Berita lain tentang kepolisian masih terkait dengan upaya penegakan hukum kasus impor gula ilegal oleh Nurdin Halid. Pengadilan Negeri Jakarta Utara baru saja menolak dakwaan jaksa dalam kasus Ketua Persatuan Sepak Bola Seluruh Indonesia itu. Pihak Markas Besar Kepolisian RI menyatakan bahwa mereka tak mau disalahkan dan, seirama dengan pernyataan Ketua Mahkamah Agung Bagir Manan, mereka meminta kasus itu disidik ulang.

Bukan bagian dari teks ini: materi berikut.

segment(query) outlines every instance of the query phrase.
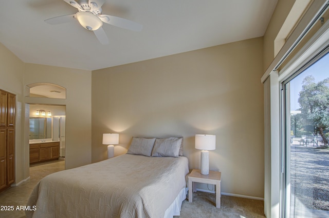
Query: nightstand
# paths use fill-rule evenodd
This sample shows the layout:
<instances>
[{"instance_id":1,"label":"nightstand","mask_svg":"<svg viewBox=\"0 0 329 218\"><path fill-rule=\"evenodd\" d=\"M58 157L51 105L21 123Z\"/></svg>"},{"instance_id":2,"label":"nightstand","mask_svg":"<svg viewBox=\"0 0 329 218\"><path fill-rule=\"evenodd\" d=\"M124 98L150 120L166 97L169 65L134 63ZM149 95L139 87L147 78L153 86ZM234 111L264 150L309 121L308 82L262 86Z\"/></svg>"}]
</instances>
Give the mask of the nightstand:
<instances>
[{"instance_id":1,"label":"nightstand","mask_svg":"<svg viewBox=\"0 0 329 218\"><path fill-rule=\"evenodd\" d=\"M193 182L207 183L216 185L216 207L221 208L221 172L209 171L208 175L201 174L200 170L193 169L189 178L189 202L192 202L193 192L196 191Z\"/></svg>"}]
</instances>

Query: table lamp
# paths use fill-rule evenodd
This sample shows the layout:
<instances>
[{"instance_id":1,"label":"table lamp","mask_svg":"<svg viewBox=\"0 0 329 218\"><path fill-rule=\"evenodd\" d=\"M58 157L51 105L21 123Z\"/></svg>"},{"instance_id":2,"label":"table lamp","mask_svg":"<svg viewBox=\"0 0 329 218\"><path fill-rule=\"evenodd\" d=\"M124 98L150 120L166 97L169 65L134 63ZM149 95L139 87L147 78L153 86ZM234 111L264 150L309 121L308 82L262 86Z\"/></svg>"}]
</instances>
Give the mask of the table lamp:
<instances>
[{"instance_id":1,"label":"table lamp","mask_svg":"<svg viewBox=\"0 0 329 218\"><path fill-rule=\"evenodd\" d=\"M209 150L216 149L216 135L195 135L195 148L201 151L201 174L209 174Z\"/></svg>"},{"instance_id":2,"label":"table lamp","mask_svg":"<svg viewBox=\"0 0 329 218\"><path fill-rule=\"evenodd\" d=\"M114 156L114 146L119 144L119 134L103 133L103 145L107 145L107 158Z\"/></svg>"}]
</instances>

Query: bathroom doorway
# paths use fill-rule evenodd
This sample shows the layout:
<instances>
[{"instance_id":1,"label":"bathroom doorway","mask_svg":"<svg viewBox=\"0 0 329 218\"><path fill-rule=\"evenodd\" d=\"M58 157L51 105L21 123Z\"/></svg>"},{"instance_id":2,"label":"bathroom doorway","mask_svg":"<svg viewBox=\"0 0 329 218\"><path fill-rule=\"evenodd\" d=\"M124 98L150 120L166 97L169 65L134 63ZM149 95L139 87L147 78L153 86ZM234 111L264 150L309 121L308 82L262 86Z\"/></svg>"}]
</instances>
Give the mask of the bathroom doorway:
<instances>
[{"instance_id":1,"label":"bathroom doorway","mask_svg":"<svg viewBox=\"0 0 329 218\"><path fill-rule=\"evenodd\" d=\"M28 105L30 165L65 161L66 106Z\"/></svg>"}]
</instances>

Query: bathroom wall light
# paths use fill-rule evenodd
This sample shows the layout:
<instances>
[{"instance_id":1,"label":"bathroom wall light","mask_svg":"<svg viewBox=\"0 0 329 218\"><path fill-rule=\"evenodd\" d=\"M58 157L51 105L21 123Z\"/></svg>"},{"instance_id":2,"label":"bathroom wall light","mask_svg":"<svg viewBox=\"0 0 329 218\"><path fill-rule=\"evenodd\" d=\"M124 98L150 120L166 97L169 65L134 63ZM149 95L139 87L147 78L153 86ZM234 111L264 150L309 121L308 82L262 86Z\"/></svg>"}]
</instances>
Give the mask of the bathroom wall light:
<instances>
[{"instance_id":1,"label":"bathroom wall light","mask_svg":"<svg viewBox=\"0 0 329 218\"><path fill-rule=\"evenodd\" d=\"M51 112L49 111L45 111L43 110L38 110L35 112L35 115L37 116L51 116Z\"/></svg>"}]
</instances>

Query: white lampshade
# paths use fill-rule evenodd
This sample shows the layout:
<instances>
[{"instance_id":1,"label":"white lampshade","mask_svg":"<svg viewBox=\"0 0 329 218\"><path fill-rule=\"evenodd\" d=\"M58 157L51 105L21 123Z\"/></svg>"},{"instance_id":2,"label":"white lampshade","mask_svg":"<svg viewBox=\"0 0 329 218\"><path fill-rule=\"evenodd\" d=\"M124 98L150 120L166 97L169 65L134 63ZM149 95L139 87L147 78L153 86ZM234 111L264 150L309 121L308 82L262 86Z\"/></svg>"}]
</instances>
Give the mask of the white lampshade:
<instances>
[{"instance_id":1,"label":"white lampshade","mask_svg":"<svg viewBox=\"0 0 329 218\"><path fill-rule=\"evenodd\" d=\"M103 145L116 145L119 144L119 134L103 133Z\"/></svg>"},{"instance_id":2,"label":"white lampshade","mask_svg":"<svg viewBox=\"0 0 329 218\"><path fill-rule=\"evenodd\" d=\"M195 135L195 148L199 150L215 150L216 135Z\"/></svg>"},{"instance_id":3,"label":"white lampshade","mask_svg":"<svg viewBox=\"0 0 329 218\"><path fill-rule=\"evenodd\" d=\"M103 25L103 22L89 12L80 11L77 13L76 16L81 26L88 30L97 30Z\"/></svg>"}]
</instances>

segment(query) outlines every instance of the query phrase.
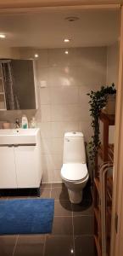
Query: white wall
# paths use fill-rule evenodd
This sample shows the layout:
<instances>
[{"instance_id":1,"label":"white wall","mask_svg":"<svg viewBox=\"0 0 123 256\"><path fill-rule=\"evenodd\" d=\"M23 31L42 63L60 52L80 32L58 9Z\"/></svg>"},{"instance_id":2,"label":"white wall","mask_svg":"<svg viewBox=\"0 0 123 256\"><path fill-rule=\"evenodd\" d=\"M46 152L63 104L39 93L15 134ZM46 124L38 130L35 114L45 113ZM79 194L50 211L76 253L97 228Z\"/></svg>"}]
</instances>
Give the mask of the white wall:
<instances>
[{"instance_id":1,"label":"white wall","mask_svg":"<svg viewBox=\"0 0 123 256\"><path fill-rule=\"evenodd\" d=\"M35 49L21 49L21 57L32 58ZM36 79L40 109L5 112L0 119L14 119L25 113L36 114L42 134L43 182L60 182L64 134L81 131L87 142L91 137L88 96L106 83L106 48L36 49ZM30 93L29 93L30 96Z\"/></svg>"},{"instance_id":2,"label":"white wall","mask_svg":"<svg viewBox=\"0 0 123 256\"><path fill-rule=\"evenodd\" d=\"M81 131L87 142L92 135L87 93L105 84L106 49L70 49L69 55L63 49L46 49L38 54L43 180L59 182L64 132Z\"/></svg>"}]
</instances>

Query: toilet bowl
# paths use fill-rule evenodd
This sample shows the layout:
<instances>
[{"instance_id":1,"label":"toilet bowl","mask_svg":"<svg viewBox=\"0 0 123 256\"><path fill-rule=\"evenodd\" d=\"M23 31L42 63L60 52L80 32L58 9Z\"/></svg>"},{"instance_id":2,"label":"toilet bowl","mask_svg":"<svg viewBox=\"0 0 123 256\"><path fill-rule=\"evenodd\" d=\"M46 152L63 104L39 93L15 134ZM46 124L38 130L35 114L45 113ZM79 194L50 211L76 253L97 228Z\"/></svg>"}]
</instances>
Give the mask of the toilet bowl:
<instances>
[{"instance_id":1,"label":"toilet bowl","mask_svg":"<svg viewBox=\"0 0 123 256\"><path fill-rule=\"evenodd\" d=\"M83 188L89 177L86 164L84 136L81 132L64 134L61 177L68 189L70 201L80 203L82 200Z\"/></svg>"}]
</instances>

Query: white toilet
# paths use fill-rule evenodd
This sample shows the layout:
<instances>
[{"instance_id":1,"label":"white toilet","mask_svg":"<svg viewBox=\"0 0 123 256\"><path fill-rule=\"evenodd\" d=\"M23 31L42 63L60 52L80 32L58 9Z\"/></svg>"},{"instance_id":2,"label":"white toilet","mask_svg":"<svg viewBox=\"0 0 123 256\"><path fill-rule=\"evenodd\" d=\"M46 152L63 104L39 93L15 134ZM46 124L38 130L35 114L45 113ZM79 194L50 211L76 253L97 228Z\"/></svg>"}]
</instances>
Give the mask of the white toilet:
<instances>
[{"instance_id":1,"label":"white toilet","mask_svg":"<svg viewBox=\"0 0 123 256\"><path fill-rule=\"evenodd\" d=\"M64 134L61 177L68 189L70 201L75 204L80 203L82 200L82 189L89 177L84 136L81 132Z\"/></svg>"}]
</instances>

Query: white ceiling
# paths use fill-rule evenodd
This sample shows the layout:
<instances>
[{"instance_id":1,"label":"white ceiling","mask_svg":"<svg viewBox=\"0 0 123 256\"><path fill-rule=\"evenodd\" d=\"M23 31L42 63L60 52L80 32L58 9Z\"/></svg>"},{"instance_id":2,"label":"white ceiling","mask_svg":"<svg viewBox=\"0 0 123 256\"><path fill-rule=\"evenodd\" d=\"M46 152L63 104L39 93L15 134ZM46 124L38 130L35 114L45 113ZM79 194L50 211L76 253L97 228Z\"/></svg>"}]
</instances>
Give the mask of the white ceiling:
<instances>
[{"instance_id":1,"label":"white ceiling","mask_svg":"<svg viewBox=\"0 0 123 256\"><path fill-rule=\"evenodd\" d=\"M68 16L79 18L68 22ZM0 47L61 48L105 46L119 39L118 10L45 10L35 14L1 15ZM63 42L64 38L70 43Z\"/></svg>"}]
</instances>

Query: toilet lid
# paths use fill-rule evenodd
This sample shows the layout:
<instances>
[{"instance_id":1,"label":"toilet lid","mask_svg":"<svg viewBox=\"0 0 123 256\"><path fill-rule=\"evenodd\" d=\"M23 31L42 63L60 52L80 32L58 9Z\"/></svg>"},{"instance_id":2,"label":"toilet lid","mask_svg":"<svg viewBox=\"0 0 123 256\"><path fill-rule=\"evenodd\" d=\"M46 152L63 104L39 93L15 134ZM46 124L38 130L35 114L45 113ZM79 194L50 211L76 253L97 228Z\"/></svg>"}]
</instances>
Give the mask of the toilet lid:
<instances>
[{"instance_id":1,"label":"toilet lid","mask_svg":"<svg viewBox=\"0 0 123 256\"><path fill-rule=\"evenodd\" d=\"M88 176L87 164L64 164L61 169L61 176L69 181L85 179Z\"/></svg>"}]
</instances>

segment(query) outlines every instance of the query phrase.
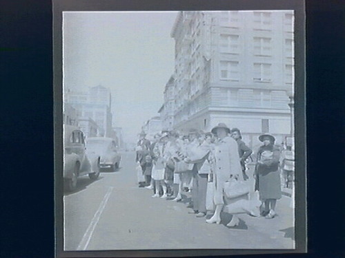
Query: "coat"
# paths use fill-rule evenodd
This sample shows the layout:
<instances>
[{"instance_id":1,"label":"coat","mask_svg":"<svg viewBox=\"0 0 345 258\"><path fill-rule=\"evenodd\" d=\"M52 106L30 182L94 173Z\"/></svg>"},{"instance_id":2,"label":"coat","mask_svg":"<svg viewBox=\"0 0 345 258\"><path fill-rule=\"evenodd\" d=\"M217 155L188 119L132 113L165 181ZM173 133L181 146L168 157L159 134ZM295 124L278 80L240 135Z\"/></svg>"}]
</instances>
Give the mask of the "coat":
<instances>
[{"instance_id":1,"label":"coat","mask_svg":"<svg viewBox=\"0 0 345 258\"><path fill-rule=\"evenodd\" d=\"M235 176L240 180L239 175L242 173L236 141L228 136L221 139L215 147L215 191L214 201L216 205L224 204L224 183L231 176Z\"/></svg>"},{"instance_id":2,"label":"coat","mask_svg":"<svg viewBox=\"0 0 345 258\"><path fill-rule=\"evenodd\" d=\"M242 168L242 171L245 171L246 165L244 162L249 158L250 154L253 153L253 151L247 145L246 145L244 142L241 139L238 139L237 142L238 144L238 152L239 158L241 158L241 166Z\"/></svg>"},{"instance_id":3,"label":"coat","mask_svg":"<svg viewBox=\"0 0 345 258\"><path fill-rule=\"evenodd\" d=\"M270 155L264 155L267 152L273 152L272 158L268 158ZM259 190L262 200L282 197L279 160L280 149L278 147L262 146L259 149L257 162L261 160L263 164L257 163L255 190Z\"/></svg>"}]
</instances>

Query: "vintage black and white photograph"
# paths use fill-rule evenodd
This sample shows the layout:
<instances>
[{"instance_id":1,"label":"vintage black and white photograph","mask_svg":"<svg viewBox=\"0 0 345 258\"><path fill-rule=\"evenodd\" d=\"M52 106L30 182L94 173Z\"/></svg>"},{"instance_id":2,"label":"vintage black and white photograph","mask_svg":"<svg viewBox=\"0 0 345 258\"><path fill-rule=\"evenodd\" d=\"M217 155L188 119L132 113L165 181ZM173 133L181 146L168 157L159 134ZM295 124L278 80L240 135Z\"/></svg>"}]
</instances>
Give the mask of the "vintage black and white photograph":
<instances>
[{"instance_id":1,"label":"vintage black and white photograph","mask_svg":"<svg viewBox=\"0 0 345 258\"><path fill-rule=\"evenodd\" d=\"M63 250L295 249L294 23L63 12Z\"/></svg>"}]
</instances>

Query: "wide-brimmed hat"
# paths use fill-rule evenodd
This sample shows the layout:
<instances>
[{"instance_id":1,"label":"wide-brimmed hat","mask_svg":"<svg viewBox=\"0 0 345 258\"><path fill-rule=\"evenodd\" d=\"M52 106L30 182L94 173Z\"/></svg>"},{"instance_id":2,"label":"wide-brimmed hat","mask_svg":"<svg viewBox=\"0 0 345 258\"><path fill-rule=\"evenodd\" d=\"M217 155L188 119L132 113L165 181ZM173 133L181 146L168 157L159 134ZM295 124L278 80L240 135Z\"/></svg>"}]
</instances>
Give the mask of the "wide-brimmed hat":
<instances>
[{"instance_id":1,"label":"wide-brimmed hat","mask_svg":"<svg viewBox=\"0 0 345 258\"><path fill-rule=\"evenodd\" d=\"M265 138L269 138L271 142L275 142L275 138L268 133L262 134L260 136L259 136L259 140L262 142L264 142L264 139Z\"/></svg>"},{"instance_id":2,"label":"wide-brimmed hat","mask_svg":"<svg viewBox=\"0 0 345 258\"><path fill-rule=\"evenodd\" d=\"M213 134L217 134L217 129L218 128L225 129L228 131L228 133L230 133L230 128L228 127L224 122L219 122L217 126L213 127L211 130L211 133Z\"/></svg>"},{"instance_id":3,"label":"wide-brimmed hat","mask_svg":"<svg viewBox=\"0 0 345 258\"><path fill-rule=\"evenodd\" d=\"M169 136L169 133L161 133L161 138L159 138L159 140L161 140L164 137L168 137L168 136Z\"/></svg>"},{"instance_id":4,"label":"wide-brimmed hat","mask_svg":"<svg viewBox=\"0 0 345 258\"><path fill-rule=\"evenodd\" d=\"M197 130L196 129L194 129L194 128L190 129L189 131L188 131L188 135L190 135L190 134L197 134L197 135L198 135L199 134L199 131Z\"/></svg>"}]
</instances>

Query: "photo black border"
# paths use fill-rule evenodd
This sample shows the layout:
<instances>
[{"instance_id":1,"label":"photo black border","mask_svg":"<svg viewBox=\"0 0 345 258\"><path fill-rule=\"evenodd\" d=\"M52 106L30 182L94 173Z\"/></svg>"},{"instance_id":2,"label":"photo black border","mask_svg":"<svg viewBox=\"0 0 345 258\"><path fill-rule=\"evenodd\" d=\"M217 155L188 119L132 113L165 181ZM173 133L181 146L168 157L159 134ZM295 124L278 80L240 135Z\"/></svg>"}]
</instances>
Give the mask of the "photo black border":
<instances>
[{"instance_id":1,"label":"photo black border","mask_svg":"<svg viewBox=\"0 0 345 258\"><path fill-rule=\"evenodd\" d=\"M295 124L296 142L295 249L188 249L141 250L63 250L62 171L62 12L293 10L295 11ZM299 0L275 1L53 1L55 244L57 257L181 257L306 252L306 139L305 81L305 6ZM298 211L298 212L297 212Z\"/></svg>"}]
</instances>

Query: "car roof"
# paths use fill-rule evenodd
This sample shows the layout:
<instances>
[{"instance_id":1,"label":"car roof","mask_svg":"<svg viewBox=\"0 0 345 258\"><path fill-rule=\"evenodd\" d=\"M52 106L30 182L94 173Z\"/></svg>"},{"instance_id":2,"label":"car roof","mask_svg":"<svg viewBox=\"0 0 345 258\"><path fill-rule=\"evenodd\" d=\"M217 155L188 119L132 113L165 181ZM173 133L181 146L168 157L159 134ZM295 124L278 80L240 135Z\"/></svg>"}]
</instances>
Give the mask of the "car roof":
<instances>
[{"instance_id":1,"label":"car roof","mask_svg":"<svg viewBox=\"0 0 345 258\"><path fill-rule=\"evenodd\" d=\"M114 139L108 137L88 137L86 138L86 142L92 142L92 140L103 140L103 142L110 142L114 140Z\"/></svg>"},{"instance_id":2,"label":"car roof","mask_svg":"<svg viewBox=\"0 0 345 258\"><path fill-rule=\"evenodd\" d=\"M70 125L63 125L63 140L65 144L68 142L70 136L72 134L72 132L73 132L74 131L79 131L82 133L81 130L78 127Z\"/></svg>"}]
</instances>

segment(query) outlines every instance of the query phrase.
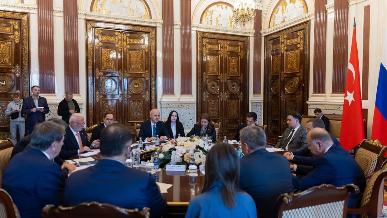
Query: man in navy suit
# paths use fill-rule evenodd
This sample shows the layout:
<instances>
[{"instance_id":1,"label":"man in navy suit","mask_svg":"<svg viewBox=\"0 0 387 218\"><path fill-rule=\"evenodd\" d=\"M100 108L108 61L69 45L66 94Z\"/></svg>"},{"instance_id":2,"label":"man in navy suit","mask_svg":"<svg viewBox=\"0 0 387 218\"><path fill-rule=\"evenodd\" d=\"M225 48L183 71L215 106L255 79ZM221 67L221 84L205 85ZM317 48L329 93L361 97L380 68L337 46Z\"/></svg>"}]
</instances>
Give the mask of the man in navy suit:
<instances>
[{"instance_id":1,"label":"man in navy suit","mask_svg":"<svg viewBox=\"0 0 387 218\"><path fill-rule=\"evenodd\" d=\"M279 195L293 191L289 161L265 149L266 135L262 128L249 126L241 130L242 150L239 187L253 197L258 217L274 217Z\"/></svg>"},{"instance_id":2,"label":"man in navy suit","mask_svg":"<svg viewBox=\"0 0 387 218\"><path fill-rule=\"evenodd\" d=\"M48 113L50 109L47 99L39 96L40 88L34 86L31 88L32 95L24 99L22 113L26 115L26 121L28 126L29 134L32 133L34 126L36 123L46 121L46 114ZM37 108L38 107L42 108Z\"/></svg>"},{"instance_id":3,"label":"man in navy suit","mask_svg":"<svg viewBox=\"0 0 387 218\"><path fill-rule=\"evenodd\" d=\"M307 147L307 132L301 125L301 114L297 111L290 111L288 113L286 119L286 123L289 127L285 130L282 138L275 147L291 152Z\"/></svg>"},{"instance_id":4,"label":"man in navy suit","mask_svg":"<svg viewBox=\"0 0 387 218\"><path fill-rule=\"evenodd\" d=\"M235 133L235 135L233 138L234 140L239 141L239 136L240 135L241 130L247 126L256 126L257 114L255 112L249 112L246 115L246 123L242 123L238 127L238 131Z\"/></svg>"},{"instance_id":5,"label":"man in navy suit","mask_svg":"<svg viewBox=\"0 0 387 218\"><path fill-rule=\"evenodd\" d=\"M89 146L85 126L85 118L82 114L73 114L66 128L66 135L62 150L59 154L60 158L67 159L76 154L91 151L90 148L98 147L99 140L95 140Z\"/></svg>"},{"instance_id":6,"label":"man in navy suit","mask_svg":"<svg viewBox=\"0 0 387 218\"><path fill-rule=\"evenodd\" d=\"M325 126L325 130L329 132L329 118L322 114L322 111L320 108L315 109L313 112L314 113L316 117L321 119L324 122L324 125Z\"/></svg>"},{"instance_id":7,"label":"man in navy suit","mask_svg":"<svg viewBox=\"0 0 387 218\"><path fill-rule=\"evenodd\" d=\"M359 194L351 194L350 208L357 208L366 187L363 170L355 159L342 147L334 144L329 133L322 128L314 128L308 133L307 140L310 152L318 158L313 170L302 178L294 176L295 189L305 190L322 183L339 187L353 183L359 187Z\"/></svg>"},{"instance_id":8,"label":"man in navy suit","mask_svg":"<svg viewBox=\"0 0 387 218\"><path fill-rule=\"evenodd\" d=\"M307 132L317 127L325 128L324 122L317 118L313 118L308 120L305 127ZM330 133L329 135L334 144L341 146L340 142L334 136ZM284 154L284 156L288 160L292 161L293 164L301 164L298 166L296 164L291 164L290 169L296 173L302 175L306 175L313 170L313 164L317 159L317 157L313 156L310 153L310 151L308 147L293 152L285 152Z\"/></svg>"},{"instance_id":9,"label":"man in navy suit","mask_svg":"<svg viewBox=\"0 0 387 218\"><path fill-rule=\"evenodd\" d=\"M113 124L113 122L114 122L114 116L113 114L109 112L105 114L103 118L103 123L101 123L97 126L93 130L93 132L91 133L91 137L90 138L90 142L99 139L101 131L105 127Z\"/></svg>"},{"instance_id":10,"label":"man in navy suit","mask_svg":"<svg viewBox=\"0 0 387 218\"><path fill-rule=\"evenodd\" d=\"M65 201L69 206L96 201L125 208L151 208L154 216L165 211L167 204L150 173L127 167L132 133L127 126L113 124L102 130L103 157L96 164L73 173L67 179Z\"/></svg>"},{"instance_id":11,"label":"man in navy suit","mask_svg":"<svg viewBox=\"0 0 387 218\"><path fill-rule=\"evenodd\" d=\"M152 109L149 117L150 120L141 123L137 140L139 140L141 137L144 142L150 142L156 140L156 135L159 136L161 141L169 138L171 136L165 128L164 122L160 120L160 111L156 108Z\"/></svg>"},{"instance_id":12,"label":"man in navy suit","mask_svg":"<svg viewBox=\"0 0 387 218\"><path fill-rule=\"evenodd\" d=\"M31 147L16 154L5 168L2 188L9 193L22 217L40 217L46 204L62 204L64 178L53 161L64 139L62 126L39 123L32 132Z\"/></svg>"}]
</instances>

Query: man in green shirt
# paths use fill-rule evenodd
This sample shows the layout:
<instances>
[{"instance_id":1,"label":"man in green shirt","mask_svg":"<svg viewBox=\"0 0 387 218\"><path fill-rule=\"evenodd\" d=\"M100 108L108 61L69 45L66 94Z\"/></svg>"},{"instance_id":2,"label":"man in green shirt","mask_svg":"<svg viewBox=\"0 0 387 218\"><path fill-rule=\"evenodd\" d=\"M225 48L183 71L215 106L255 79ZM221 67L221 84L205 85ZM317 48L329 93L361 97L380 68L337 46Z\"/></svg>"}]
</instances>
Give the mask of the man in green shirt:
<instances>
[{"instance_id":1,"label":"man in green shirt","mask_svg":"<svg viewBox=\"0 0 387 218\"><path fill-rule=\"evenodd\" d=\"M68 91L66 93L66 97L59 102L58 106L58 115L62 116L62 119L67 125L71 115L80 112L79 106L77 101L73 99L72 92Z\"/></svg>"}]
</instances>

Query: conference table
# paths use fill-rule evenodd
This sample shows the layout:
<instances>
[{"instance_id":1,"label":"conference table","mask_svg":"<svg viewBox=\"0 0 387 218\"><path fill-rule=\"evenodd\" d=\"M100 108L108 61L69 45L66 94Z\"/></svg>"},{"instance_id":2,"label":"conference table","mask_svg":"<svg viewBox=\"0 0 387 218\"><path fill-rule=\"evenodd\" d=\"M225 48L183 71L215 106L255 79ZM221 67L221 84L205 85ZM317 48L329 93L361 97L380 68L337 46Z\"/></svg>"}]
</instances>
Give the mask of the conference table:
<instances>
[{"instance_id":1,"label":"conference table","mask_svg":"<svg viewBox=\"0 0 387 218\"><path fill-rule=\"evenodd\" d=\"M234 145L234 147L237 148L238 146L238 144ZM137 147L135 146L133 148L137 148ZM284 152L284 151L276 152L280 155ZM102 158L102 156L99 153L92 157L98 160ZM80 158L82 157L76 155L68 159ZM144 167L135 167L132 164L130 166L136 170L144 171L147 170ZM188 170L185 171L167 171L164 169L161 169L160 171L155 171L153 174L156 182L172 185L167 190L168 193L162 194L168 202L168 208L167 214L168 217L183 216L187 211L190 200L201 193L204 183L204 175L199 169L197 173L197 176L191 176L188 175Z\"/></svg>"}]
</instances>

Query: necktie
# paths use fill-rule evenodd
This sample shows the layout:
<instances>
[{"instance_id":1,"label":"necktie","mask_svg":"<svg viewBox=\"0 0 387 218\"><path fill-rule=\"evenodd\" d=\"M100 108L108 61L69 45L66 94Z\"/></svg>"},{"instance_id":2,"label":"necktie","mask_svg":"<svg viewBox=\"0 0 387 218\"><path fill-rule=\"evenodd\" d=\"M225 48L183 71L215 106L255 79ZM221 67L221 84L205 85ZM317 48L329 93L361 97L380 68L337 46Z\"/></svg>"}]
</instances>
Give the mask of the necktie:
<instances>
[{"instance_id":1,"label":"necktie","mask_svg":"<svg viewBox=\"0 0 387 218\"><path fill-rule=\"evenodd\" d=\"M153 124L153 133L152 134L152 136L153 137L156 137L156 125Z\"/></svg>"},{"instance_id":2,"label":"necktie","mask_svg":"<svg viewBox=\"0 0 387 218\"><path fill-rule=\"evenodd\" d=\"M289 143L289 141L290 140L290 139L293 136L293 133L294 133L294 130L292 130L291 133L290 133L290 135L288 136L288 138L286 138L286 140L285 140L285 142L284 142L284 144L282 145L282 148L284 150L285 150L286 146L288 146L288 144Z\"/></svg>"},{"instance_id":3,"label":"necktie","mask_svg":"<svg viewBox=\"0 0 387 218\"><path fill-rule=\"evenodd\" d=\"M83 147L83 145L82 145L82 140L80 139L80 135L79 135L79 133L77 133L76 135L78 136L78 140L79 142L79 147L82 148Z\"/></svg>"}]
</instances>

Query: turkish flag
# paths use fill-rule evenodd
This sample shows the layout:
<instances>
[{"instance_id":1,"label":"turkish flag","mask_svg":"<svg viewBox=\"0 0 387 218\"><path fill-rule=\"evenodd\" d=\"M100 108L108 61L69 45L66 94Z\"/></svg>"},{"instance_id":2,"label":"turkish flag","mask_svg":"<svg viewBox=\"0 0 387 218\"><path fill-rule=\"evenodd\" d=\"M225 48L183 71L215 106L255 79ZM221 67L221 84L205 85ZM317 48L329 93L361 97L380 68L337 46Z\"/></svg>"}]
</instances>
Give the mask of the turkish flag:
<instances>
[{"instance_id":1,"label":"turkish flag","mask_svg":"<svg viewBox=\"0 0 387 218\"><path fill-rule=\"evenodd\" d=\"M348 151L360 144L365 138L356 28L353 28L344 92L340 143Z\"/></svg>"}]
</instances>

Publik bangsa ini memang berharap agar jajaran Polri bisa menjalankan tugas dengan baik, sekaligus secara perlahan dapat memulihkan kembali citranya yang selama ini merosot akibat ulah oknum-oknum yang ada di dalamnya. Harapan besar itu terlebih muncul saat Presiden mengangkat Sutanto sebagai Kepala Polri menggantikan Da'i Bachtiar beberapa bulan lalu.
Apalagi saat itu, beberapa hari setelah Sutanto dilantik, pihak Mabes Polri mengumumkan adanya temuan sejumlah petinggi (jenderal) polisi yang memiliki rekening dengan jumlah yang aneh karena jauh melampaui batas normal yang seharusnya.
Namun, ternyata kasus yang sempat menghebohkan itu hingga kini bukannya semakin terungkap, malah sebaliknya kian meredup, seolah-olah ditenggelamkan bersama larutnya waktu. Soalnya, tak pernah terdengar lagi apa langkah yang diambil Polri untuk mengusut kasus rekening-rekening aneh itu, dan para oknum yang dicurigai pun masih demikian bebas menghirup udara segar, menjalankan tugas seperti biasa. Bahkan yang kemudian terungkap adalah kasus mafia perbankan (kasus pembobolan Bank BNI senilai Rp 1,7 triliun) yang diduga melibatkan mantan Kepala Bagian Reserse dan Kriminal Mabes Polri Komisaris Jenderal Suyitno Landung.
Tidak jelas memang apakah petinggi Polri yang menjadi pemilik rekening yang aneh-aneh itu termasuk oknum yang diduga terlibat dalam pembobolan Bank BNI ini. Namun, yang pasti, kasus-kasus yang belum terungkap dengan adanya indikasi oknum Polri terlibat, sekali lagi, cenderung redup atau tak dimunculkan lagi. Ini menunjukkan bahwa tidak tertutup kemungkinan dibungkusnya kasus-kasus di intern Polri itu dengan berbagai cara. Padahal bau busuk yang sangat menyengat itu sudah tercium bahkan merebak secara memuakkan.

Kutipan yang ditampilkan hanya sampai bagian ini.